In the village of Uaxactun, near the ancient Maya ruins of Tikal, is a now disused grass airstrip.  Built and operated by the US chewing gum company Wrigleys, between the 1920s and 1960s it was busy with planes flying out natural gum collected from wild chicle trees found in the surrounding forest.  It was a big, profitable business while it lasted, but during the 1960s Wrigleys and other chewing gum companies discovered that they could use synthetic, man-made gum, which was much cheaper to make than wild chicle was to source from the forest, so the trade stopped.

As a result, villagers here and elsewhere in the surrounding jungle had to turn to other sources of income.  Between the 1960s and 1980s especially, many locals turned to looting the ruins of the numerous ancient Maya cities that were lost in the remote jungle, undiscovered by archaeologists, and selling the looted artworks they dug up to unscrupulous art dealers from the US in particular.
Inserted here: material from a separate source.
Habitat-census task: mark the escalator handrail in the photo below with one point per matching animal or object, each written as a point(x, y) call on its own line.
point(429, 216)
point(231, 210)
Fortunately, illegal looting has been clamped down on in recent decades, although too late to save many spectacular ancient Maya treasures from being dug up and divorced from their context, and the sites from which they came substantially destroyed.

In Uaxactun today, you can visit a fascinating small, local museum, run by villager Neria Herrera, which displays many beautiful ancient Maya artefacts that were discarded decades ago by looters as being insufficiently valuable to bother exporting them for profit.

It’s a useful reminder of the destruction still caused by looting of  Maya archaeological sites in other, even more remote parts of the Guatemalan rainforest.